ANA SAYFA



KİTAPLARIM


    SORUN ÇIKARANLAR SORU


    Her gün namazımızda okuduğumuz “Kureyş” süresinde ülfetten, ibadetten, midenin doymasından ve güvenlikten bahsederken “Ülfet” kelimesini öne alır.

    Enfal süresinin 63’üncü ayetinde de yeryüzünde var olan şeylerin tamamı bize ait olsa ve onunla gönüller arasına sevgi ve muhabbeti yerleştirmeye çalışsak başarılı olamayacağımızı bize haber verir.

    Demek ki gönüle giden yol ile mideye giden yol aynı değil. İmanın getirdiği ülfet olmadıkça yalnız mideleri doyurmakla güvenlik sağlanamaz.

    Türkiye şartlarında güvenliğin her türlü tedbiri alınmasına rağmen Şırnak’ta güvenlikte olmadığı gibi Sabancı Center’in 25nci katında da insan güvenlikte olamıyor.

    Bizi bin yıl birlikte tutan tutkalımızı yok ettiler.

    Batıya dev gibi medrese mezunları gönderen Güneydoğu illerimizde ve köylerindeki medreseler hem PKK hem de PKK peşinde onu kovalayan güçler tarafından kapatıldılar, yok edildiler.

    Ezher Üniversitesine gitse Arap Profesörlere Arapça öğretebilecek kapasitedeki hocalar, Diyarbakır, Van, Muş gibi illerimizde kenar mahallelerde biriketten yapılmış derme çatma evlerde zor günler geçirmekteler.

    Hollanda hükümeti, camide Türk çocuklarına Kurman öğreten bazı hocalara maaş ödüyor.

    Maaşı alan hoca bu durumu hep merak edermiş.

    Bir gün belediye başkanı camiyi ziyarete geldiğinde hafta tatillerinde ve yaz tatillerinde Türk çocuklarının uyuşturucuya, gaspa, hırsızlığa gitmesini engelleyen bu hocaya teşekkür edince anlamış hoca maaşın neden verildiğini.

    Güneydoğu illerine konferansa gittiğimde hangi ile gitmişsem o ilin medrese hocalarıyla özel görüşmeye dikkat ettim.

    Onlardan öğrendiğime göre PKK “Medrese, bize asker olacak, dağa çıkacak delikanlıları engelliyor” diye kapatmış, PKK yı kovalayanlar da “Laiklik var” diye kapatmışlar.

    “Kürt açılımı” na giderken bizim başımıza PKK belasını saran ülkenin generalleri ile görüşmek yerine her şehir ve köyde halk yanında itibarı olan insanlarla birebir görüşmeler başlatılsa ve saflar sıklaştırılsa birkaç sene içinde aradaki şeytan kovulabilir.

    Terör belasını başımıza saranlarla bu çözülmez.

    Dinimin düşmanı cami yapsa o Kur’anda bahsedilen “Mescidi dırar”/zararlı mesciddir.

    Şerbet verse şaraptır, panzehir verse zehirdir diyerek red edeceğiz.

    Düşmanın iyiliği kasabın koyununa ot vermesi gibidir.

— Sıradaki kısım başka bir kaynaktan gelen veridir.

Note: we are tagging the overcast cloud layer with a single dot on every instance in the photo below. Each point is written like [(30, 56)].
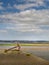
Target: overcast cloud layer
[(31, 16)]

    Koyunun boynunu sıvazlaması sevdiğinden değil keseceği yerin tespiti içindir.

    Balıkçının balığa oltada yem vermesi gibidir.

    Sahte dostlarınız önünüzde, düşmanlarınız arkanızda kuyu kazmaktalar.

    Nefsinizin sevdiği her türlü yiyecek, giyecek, oynayacak nimetler size sunulur.

    Nefsinizin hoşlanacağı kelimeler lügat kitaplarından çıkarak, hizaya dizilerek önünüzden resmigeçit yaparlar.

    Doğruları görmemeniz için her renk gözlüğü takacak uzmanlar, kötü kokuları duymamanız için her türlü parfümü sıkacak azmanlar çevrenizi sararlar.

    Etle tırnak gibi olduğunuz insanlar tırmalamaya başlarlar.

    Bu topraklar üzerinde Türk’ü, Arap’ı Kürt’ü, Laz’ı Çerkez’i, Abaza’sı, Arnavut’u, birbirine kaynaştıran ve kardeş ilan eden İslam nimetidir. Bunların hepsi günde beş defa aynı yere, Ka’be’ye dönüyorlardı.

    İnsanlarımıza “APO’ ya dön, ABD ye dön, AB ye dön, Rusya’ya” dön diye diye hem dönenin hem döndürenin başı döndü.

    Siz de insanları kendinize çağırmayınız ve “Kıbleye dön” deyiniz.

    “En büyük filan” yerine “En büyük Allah” deyiniz bakınız kardeşler nasıl kucaklaşır görünüz.